Every graphic image or video of an elderly Asian American being attacked makes me think of my grandma, who lives alone, being attacked when she goes out to the grocery store. And my grandma loves going to the grocery store—the other week she called me and said excitedly, “I’m going to the grocery store for the first time since quarantine!” She was fully vaccinated; healthwise, it was perfectly safe because the threat to her life from COVID was more diminished than ever. But the threat to her life from racists was at an all time high. And unfortunately, we are living in a time where there are violent racists everywhere, even in New Jersey.

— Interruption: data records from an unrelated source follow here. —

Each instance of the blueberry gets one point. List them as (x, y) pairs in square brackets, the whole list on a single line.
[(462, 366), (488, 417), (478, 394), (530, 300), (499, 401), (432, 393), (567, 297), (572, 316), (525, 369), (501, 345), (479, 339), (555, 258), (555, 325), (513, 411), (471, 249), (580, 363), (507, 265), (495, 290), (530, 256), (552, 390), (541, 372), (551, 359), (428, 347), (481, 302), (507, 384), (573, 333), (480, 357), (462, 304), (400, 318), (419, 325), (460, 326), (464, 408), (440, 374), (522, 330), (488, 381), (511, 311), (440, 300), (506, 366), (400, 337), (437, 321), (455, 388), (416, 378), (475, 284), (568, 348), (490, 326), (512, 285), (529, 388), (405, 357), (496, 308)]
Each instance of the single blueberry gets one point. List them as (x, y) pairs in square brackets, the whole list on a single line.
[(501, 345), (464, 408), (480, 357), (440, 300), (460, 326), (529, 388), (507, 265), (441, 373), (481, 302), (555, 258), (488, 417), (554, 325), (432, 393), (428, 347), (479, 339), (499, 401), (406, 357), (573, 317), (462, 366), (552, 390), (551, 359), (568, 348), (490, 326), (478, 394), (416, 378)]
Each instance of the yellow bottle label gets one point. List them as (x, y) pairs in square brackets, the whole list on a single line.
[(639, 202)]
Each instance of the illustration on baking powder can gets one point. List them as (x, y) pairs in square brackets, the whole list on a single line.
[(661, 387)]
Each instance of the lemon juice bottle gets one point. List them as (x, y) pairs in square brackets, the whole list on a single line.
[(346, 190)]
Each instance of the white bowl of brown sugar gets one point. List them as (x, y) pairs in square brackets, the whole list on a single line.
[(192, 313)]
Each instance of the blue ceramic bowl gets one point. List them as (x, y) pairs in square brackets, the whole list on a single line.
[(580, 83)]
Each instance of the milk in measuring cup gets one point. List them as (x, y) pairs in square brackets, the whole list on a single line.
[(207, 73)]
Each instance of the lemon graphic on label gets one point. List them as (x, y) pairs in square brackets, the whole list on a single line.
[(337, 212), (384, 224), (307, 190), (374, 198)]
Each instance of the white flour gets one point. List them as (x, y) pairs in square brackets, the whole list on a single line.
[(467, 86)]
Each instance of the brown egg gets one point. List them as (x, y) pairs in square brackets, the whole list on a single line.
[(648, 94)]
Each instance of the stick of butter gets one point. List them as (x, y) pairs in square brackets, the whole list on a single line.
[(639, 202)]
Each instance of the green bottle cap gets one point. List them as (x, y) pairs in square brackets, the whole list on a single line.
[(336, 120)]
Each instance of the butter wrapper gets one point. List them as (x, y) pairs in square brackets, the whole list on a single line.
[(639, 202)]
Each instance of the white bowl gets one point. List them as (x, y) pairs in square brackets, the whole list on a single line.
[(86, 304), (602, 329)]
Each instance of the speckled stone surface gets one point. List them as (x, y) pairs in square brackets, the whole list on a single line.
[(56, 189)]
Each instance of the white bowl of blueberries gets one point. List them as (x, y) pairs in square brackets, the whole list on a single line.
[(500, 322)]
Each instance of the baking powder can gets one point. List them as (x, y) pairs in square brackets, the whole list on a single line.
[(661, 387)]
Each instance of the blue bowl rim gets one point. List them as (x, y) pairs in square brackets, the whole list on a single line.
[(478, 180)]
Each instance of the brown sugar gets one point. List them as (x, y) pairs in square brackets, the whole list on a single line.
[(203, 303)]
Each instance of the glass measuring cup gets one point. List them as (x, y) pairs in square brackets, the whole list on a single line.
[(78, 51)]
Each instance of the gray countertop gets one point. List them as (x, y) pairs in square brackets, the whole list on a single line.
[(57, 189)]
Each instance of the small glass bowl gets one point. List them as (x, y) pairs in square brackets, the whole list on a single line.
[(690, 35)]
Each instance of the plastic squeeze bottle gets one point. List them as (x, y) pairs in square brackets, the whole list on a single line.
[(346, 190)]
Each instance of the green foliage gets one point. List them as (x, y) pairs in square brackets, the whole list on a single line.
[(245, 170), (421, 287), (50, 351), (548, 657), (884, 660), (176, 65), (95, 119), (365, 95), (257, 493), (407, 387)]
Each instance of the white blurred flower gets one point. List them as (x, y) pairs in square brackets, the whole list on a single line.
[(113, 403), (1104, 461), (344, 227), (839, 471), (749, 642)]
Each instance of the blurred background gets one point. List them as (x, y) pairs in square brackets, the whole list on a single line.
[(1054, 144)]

But what are we supposed to do? Let this constant fear of ignorant racists take over our lives and stop us from enjoying our lives, preventing us from performing basic, necessary tasks like buying groceries?

A part of me says yes, and that part of me has around 2800 reported instances of racially charged hate instances from 2020 alone (not including the attacks leading up to, including, and following the Atlanta shootings) to back me up. When my grandma told me she was going to the grocery store, I wanted to beg her not to, but I restrained myself. My family has never been one to live in fear, to let worry consume our everyday lives. We would survive this. That is what I tell myself everyday when I check the news and see another report of an attack on an Asian American who always reminds me of some member of my family and I struggle to think rationally: we will survive this. That is what I tell myself when I wake from another nightmare of my family being attacked: we will survive this. 

But just because I say this doesn’t make it true. It doesn’t stop the constant stressing and worrying and overall fear—it doesn’t stop me from preparing myself and my family in case I am attacked while I am away from my house, having fun with my friends or even just running errands because I am all too aware that any time I leave my house could be the very last time.

This reflection is not political, it’s not asking anyone for anything or making any demands. All too often when those posts are made, people dismiss their stories and the narrative they tell as fake news or as “wrong” or as propaganda. But no matter how badly people want to ignore this increase in Asian American hate attacks, my reflection cannot be twisted as fake news or as wrong or as propaganda. This is a truth that cannot be denied because this is my story, this is the life that I am living through right now. And I will survive this.